1. Bake shark sugar cookies

So, this one is sort of obvious. If you’re going to do activities with a cookie cutter, one should be to bake cookies!

What you’ll need:

  • Cookie cutter
  • Sugar cookie dough (make your own favorite recipe or purchase in the refrigerator section of the grocery store)
  • Frosting (make your own or purchase prepared)

Tip for doing the activity with your child:

Demonstrate the step, then allow your child to complete the step–whatever the step may be: mixing, cutting, icing. We started baking cookies with our daughter around her first birthday. Let them try. Let them get messy. Encourage them to do as much a they’re able.

These photos were taken when Stitch was around 18 months old. I love the effort and pride they capture.

She wasn’t overly interested in icing the cookies, but she enjoyed watching me do it.

Yum! These aren’t necessarily “Pinterest-worthy”, but it’s more about the process than the end result.

2. Play with playdough

Playdough is excellent for sensory and fine motor development. We almost always have a playdough activity available for our daughter.

What you’ll need:

  • Cookie cutter
  • Playdough (homemade or prepared. Stitch received this set for her birthday, and I love having all these colors on hand!)
  • A few other playdough tools.

Tip for doing the activity with your child:

Demonstrate each tool, then just let her explore. This is all about the process.

When I took this photo, she told me she was making waves for the shark.

She cut this shark after having used another tool to create texture on the playdough.

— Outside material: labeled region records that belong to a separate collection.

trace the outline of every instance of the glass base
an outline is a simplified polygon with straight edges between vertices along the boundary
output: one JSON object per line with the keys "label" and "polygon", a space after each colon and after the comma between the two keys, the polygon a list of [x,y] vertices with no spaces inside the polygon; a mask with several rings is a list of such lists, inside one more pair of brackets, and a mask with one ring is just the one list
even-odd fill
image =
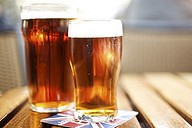
{"label": "glass base", "polygon": [[115,118],[115,114],[104,115],[104,116],[91,116],[91,115],[83,114],[79,111],[75,111],[74,116],[75,116],[75,119],[77,119],[80,122],[91,122],[91,123],[109,122],[114,120]]}
{"label": "glass base", "polygon": [[[43,104],[46,104],[46,103],[43,103]],[[50,103],[47,103],[47,104],[50,104]],[[75,107],[75,103],[73,102],[65,105],[58,105],[58,107],[52,107],[52,106],[43,107],[43,106],[34,105],[34,104],[31,104],[30,106],[32,111],[39,112],[39,113],[57,113],[57,112],[74,109],[74,107]]]}

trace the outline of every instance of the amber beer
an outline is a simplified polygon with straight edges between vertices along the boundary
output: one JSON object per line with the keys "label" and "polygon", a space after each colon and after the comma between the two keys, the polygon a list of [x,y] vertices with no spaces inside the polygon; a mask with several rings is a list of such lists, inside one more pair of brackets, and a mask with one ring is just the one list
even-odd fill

3. Trace for an art project

Tracing is excellent for fine motor development. We do a lot of arts and crafts in our home. I love how open-ended tracing projects are.

What you’ll need:

  • Cookie cutter
  • Paper
  • Crayons, colored pencils, or markers

Tip for doing the activity with your child:

Demonstrate how to trace the cookie cutter. If your child isn’t developmentally ready to trace, show them how they can color inside the cookie cutter instead. After tracing, let them complete their artwork with more drawing, stickers, or other things they might enjoy.

*Notice how she is using her left hand in one picture and right in the next? It’s completely normal for children this age to still be experimenting with both hands. Their dominant hand will become more evident as they get older.